Today is the Martha Baxton Auction at the Cal Arts campus in Valencia. Things kick off at 5:00PM. Even if you didn't go to Cal Arts or know Martha, this is a great place for animation and Disneyana fans to get some real bargains. Go to their website http://baxton.mrkurtnielsen.com/ and check out the items, it's really special stuff. A Milt Kahl sketch from Robin Hood, John Musker caricatures of Tim Burton and John Lassiter, cels and drawings from The Little Mermaid, Iron Giant, Who Framed Roger Rabbitt, Sleeping Beauty, Tron and much more. 170 items last I heard. And on your taxes it's a charitable contribution as well!

----------------------------------------------------------------
Birthdays: Antonio Frescobaldi, Captain William Bligh, Cliff Robertson, Angela Cartwright, Alf Landon, Dee Dee Sharpe who sang the 60's R&B hit the Mashed Potato, Michael Keaton, Adam Sandler, Otis Redding, Anita Ekberg, Hugh Grant, Topol, Colonel Lyman Sanders the Kentucky Fried Chicken founder, James Hilton-writer who created the name for the paradise Shangri-La for his novel Lost Horizon

1908- THE PATENTS TRUST- Thomas Edison, Charles Pathe and Leon Gaumont form the Motion Picture Patents Group. Called the "Trust", their attempt to monopolize movie production and strangle off the independents had a lot to do with the early filmmakers exodus to Los Angeles. Otherwise the film capitol of the world would have been Ft.

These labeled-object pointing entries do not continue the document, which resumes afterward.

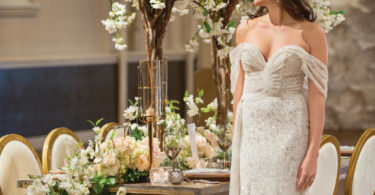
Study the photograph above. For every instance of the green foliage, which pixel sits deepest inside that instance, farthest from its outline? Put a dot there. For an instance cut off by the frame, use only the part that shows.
(172, 106)
(338, 12)
(232, 24)
(99, 183)
(96, 123)
(137, 134)
(205, 110)
(207, 27)
(200, 92)
(133, 176)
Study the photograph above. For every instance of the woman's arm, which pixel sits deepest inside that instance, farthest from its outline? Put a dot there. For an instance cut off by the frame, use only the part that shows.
(316, 100)
(240, 37)
(316, 103)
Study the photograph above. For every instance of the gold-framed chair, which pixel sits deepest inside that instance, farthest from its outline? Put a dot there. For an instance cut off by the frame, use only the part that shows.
(59, 143)
(107, 129)
(328, 170)
(18, 159)
(360, 178)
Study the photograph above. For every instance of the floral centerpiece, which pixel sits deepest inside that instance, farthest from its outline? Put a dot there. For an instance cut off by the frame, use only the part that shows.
(103, 163)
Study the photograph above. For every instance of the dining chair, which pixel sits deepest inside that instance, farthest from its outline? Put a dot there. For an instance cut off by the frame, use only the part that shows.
(360, 178)
(59, 144)
(328, 168)
(18, 159)
(107, 129)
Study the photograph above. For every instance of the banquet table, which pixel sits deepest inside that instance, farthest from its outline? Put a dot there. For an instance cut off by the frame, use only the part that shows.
(188, 188)
(184, 188)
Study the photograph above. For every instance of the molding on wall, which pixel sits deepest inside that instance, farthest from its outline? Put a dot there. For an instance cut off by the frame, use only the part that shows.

Lee, New Jersey. The only positive result of the trust was they enforced a regular industry standard for film stock of 35 mm running at 24 frames per second. It seems the Mitchell Camera Company was developing a motorized motion picture camera to replace the hand crank variety but they needed an official speed to set it at. In a contentious meeting of the Trust held at the Waldorf Astoria no one could settle on a single speed. Finally the compromise was made to make it the number of delegates in the room- 24.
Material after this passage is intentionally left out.